O ponto mais sensível da decisão está no conceito de “garantia de conformidade”. A Comissão Europeia exige não apenas declarações formais, mas uma avaliação satisfatória da autoridade competente do país exportador, da legislação nacional e da eficácia dos seus sistemas oficiais de controle. Em outras palavras, o Brasil precisará mostrar que consegue rastrear a origem dos animais, controlar o uso dos medicamentos veterinários e assegurar que os produtos destinados ao mercado europeu obedecem integralmente às regras do bloco.
Esse é o centro da resposta para a pergunta que passou a circular no setor agropecuário: a UE não “vetou” a carne brasileira por um episódio isolado, nem por embargo generalizado motivado por crise sanitária pontual. O que houve foi a exclusão do Brasil da lista de países autorizados para determinadas exportações de origem animal dentro de uma nova etapa regulatória ligada ao controle de antibióticos e à resistência antimicrobiana.
A exigência tem data marcada. A nova sistemática se aplica a partir de 3 de setembro de 2026, quando os exportadores estrangeiros também passarão a ser cobrados pelo mesmo padrão que já é exigido dos produtores europeus. A Comissão Europeia trata essa mudança como parte da implementação das regras previstas no regulamento europeu sobre medicamentos veterinários e no pacote voltado ao combate à resistência antimicrobiana.
Para voltar à lista, o Brasil terá de cumprir um caminho técnico. Segundo a lógica adotada pela Comissão, o prazo para eventual habilitação depende de dois fatores principais: a implementação de medidas internas, como ajustes legais e mecanismos de controle, e o próprio ciclo de produção das cadeias afetadas. Isso porque a exigência europeia alcança toda a vida do animal, o que torna insuficiente uma adequação feita apenas na etapa final da produção.
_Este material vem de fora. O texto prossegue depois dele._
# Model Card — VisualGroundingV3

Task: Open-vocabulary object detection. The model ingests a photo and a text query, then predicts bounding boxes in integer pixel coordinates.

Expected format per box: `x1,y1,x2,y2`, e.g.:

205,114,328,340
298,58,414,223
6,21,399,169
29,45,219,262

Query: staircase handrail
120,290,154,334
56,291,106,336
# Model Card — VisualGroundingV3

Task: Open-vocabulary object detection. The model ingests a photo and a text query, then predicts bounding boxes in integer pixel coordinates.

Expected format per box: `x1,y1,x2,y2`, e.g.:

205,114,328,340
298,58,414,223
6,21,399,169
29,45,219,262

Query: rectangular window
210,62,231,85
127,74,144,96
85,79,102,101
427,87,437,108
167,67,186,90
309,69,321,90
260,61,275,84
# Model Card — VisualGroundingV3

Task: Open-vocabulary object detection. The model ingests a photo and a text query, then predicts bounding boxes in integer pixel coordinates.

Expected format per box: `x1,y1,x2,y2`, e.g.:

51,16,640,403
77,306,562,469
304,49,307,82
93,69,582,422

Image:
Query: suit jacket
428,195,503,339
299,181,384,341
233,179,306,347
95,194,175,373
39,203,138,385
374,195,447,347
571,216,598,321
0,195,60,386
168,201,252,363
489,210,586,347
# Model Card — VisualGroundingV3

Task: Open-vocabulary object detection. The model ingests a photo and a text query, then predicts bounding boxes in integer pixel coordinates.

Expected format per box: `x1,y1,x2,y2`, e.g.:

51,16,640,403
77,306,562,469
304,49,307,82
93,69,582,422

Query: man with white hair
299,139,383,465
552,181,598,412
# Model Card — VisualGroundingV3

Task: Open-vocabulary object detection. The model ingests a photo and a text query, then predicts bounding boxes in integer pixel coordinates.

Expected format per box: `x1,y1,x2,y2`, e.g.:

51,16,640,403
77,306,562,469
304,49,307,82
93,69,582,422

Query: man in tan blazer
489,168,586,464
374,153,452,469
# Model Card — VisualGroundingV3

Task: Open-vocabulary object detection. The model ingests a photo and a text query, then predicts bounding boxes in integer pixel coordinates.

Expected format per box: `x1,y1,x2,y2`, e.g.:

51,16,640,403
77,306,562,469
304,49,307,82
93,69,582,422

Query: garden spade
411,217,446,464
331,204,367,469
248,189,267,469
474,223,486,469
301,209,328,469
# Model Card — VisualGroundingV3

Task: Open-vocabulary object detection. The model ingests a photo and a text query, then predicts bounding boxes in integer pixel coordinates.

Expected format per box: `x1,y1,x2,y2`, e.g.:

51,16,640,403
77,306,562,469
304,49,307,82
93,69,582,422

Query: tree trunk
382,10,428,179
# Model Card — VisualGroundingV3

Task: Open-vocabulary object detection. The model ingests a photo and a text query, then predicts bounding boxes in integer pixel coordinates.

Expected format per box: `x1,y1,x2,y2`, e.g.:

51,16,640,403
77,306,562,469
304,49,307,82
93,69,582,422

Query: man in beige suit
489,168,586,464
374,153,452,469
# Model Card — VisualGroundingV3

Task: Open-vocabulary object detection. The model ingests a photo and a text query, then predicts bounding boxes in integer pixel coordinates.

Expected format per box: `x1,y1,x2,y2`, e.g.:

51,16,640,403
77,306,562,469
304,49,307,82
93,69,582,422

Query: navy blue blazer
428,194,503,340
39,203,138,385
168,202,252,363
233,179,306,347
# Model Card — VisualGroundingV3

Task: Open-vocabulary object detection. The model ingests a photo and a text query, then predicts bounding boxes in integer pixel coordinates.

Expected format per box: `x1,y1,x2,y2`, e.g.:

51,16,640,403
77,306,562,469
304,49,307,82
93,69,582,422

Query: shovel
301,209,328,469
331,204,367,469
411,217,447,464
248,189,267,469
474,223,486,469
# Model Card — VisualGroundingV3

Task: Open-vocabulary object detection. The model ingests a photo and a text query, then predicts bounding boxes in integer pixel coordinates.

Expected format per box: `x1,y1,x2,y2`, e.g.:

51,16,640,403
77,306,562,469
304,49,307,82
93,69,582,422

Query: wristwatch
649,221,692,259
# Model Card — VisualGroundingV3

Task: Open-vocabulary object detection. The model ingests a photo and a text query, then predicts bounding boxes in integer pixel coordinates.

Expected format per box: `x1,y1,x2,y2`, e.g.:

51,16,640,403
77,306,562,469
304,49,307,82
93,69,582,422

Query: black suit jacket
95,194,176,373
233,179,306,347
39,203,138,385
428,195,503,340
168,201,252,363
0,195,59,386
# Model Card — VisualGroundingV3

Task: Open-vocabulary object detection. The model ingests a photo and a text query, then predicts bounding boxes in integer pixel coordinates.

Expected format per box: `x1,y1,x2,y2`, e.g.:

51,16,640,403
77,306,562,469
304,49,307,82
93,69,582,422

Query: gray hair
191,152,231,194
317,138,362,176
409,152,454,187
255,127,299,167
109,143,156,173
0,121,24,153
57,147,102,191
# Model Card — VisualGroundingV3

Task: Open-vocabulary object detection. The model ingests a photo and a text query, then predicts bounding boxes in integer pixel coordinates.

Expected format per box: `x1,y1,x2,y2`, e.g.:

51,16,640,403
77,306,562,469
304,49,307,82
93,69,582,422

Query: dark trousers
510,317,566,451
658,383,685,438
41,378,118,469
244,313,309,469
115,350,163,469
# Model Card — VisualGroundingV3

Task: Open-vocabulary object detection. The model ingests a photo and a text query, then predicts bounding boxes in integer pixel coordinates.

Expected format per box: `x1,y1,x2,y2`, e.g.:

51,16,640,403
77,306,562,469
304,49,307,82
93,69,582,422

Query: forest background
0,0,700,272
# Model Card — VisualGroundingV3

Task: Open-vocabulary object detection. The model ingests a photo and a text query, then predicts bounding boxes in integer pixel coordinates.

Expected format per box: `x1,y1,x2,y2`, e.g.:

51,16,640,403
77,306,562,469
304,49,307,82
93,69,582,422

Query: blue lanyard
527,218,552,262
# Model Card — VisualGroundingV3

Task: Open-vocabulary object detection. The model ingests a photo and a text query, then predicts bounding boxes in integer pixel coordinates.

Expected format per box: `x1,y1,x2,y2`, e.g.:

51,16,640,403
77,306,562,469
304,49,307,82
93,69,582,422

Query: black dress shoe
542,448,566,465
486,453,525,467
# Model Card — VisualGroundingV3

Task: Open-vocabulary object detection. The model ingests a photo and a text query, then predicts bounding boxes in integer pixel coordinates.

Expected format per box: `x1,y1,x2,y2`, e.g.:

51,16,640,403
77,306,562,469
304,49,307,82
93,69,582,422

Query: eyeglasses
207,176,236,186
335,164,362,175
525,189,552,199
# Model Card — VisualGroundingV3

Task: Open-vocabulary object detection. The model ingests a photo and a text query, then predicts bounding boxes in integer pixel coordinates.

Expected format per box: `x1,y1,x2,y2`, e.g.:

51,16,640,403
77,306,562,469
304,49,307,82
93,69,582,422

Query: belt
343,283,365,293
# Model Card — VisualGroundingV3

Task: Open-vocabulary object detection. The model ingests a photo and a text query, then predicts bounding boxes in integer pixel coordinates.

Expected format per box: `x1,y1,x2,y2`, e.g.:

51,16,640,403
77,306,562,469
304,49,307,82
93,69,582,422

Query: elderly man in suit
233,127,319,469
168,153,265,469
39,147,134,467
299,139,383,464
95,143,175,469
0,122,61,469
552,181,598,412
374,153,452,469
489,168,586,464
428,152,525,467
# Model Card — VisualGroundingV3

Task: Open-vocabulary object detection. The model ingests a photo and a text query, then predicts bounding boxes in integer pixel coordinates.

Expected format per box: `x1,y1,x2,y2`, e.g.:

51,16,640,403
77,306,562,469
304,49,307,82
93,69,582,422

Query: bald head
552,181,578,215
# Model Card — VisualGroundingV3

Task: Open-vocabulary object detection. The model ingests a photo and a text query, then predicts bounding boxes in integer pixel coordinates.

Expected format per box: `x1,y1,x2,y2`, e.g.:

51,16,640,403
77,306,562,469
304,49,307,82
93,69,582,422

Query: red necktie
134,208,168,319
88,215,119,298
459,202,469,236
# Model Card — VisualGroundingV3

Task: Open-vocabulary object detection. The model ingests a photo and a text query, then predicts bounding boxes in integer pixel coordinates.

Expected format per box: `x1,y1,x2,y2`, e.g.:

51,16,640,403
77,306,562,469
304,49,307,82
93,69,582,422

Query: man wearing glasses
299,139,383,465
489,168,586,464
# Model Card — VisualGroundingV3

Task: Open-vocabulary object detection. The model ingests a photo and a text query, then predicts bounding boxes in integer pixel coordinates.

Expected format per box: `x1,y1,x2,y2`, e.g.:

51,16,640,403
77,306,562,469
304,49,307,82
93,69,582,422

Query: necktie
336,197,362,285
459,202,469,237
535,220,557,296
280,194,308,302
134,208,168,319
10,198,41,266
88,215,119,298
Essa necessidade de rastreabilidade completa ajuda a explicar por que a retomada não tende a ser imediata.
O caso também acende um alerta comercial. O mercado europeu costuma operar com forte peso regulatório e, quando endurece critérios sanitários, força países exportadores a rever processos internos para manter acesso ao bloco. No caso brasileiro, o desafio não é só diplomático, mas também operacional: será preciso comprovar que as exigências podem ser monitoradas e fiscalizadas de maneira confiável.
Há ainda um ponto relevante para o debate público. A restrição não significa, por si só, proibição ampla de toda a produção brasileira de carne em qualquer mercado internacional. O problema está na autorização para exportar determinadas categorias de animais e produtos de origem animal para a União Europeia sob as regras sanitárias específicas do bloco. Trata-se, portanto, de uma barreira regulatória direcionada ao acesso ao mercado europeu.
O que a decisão mostra, no fim, é que o comércio internacional de alimentos está cada vez mais amarrado a exigências técnicas, rastreabilidade e padrões sanitários detalhados. No caso do Brasil, o retorno à lista de países autorizados dependerá menos de discurso político e mais da capacidade de demonstrar, com controles efetivos, que a produção destinada à União Europeia atende às regras do bloco do nascimento do animal ao produto final.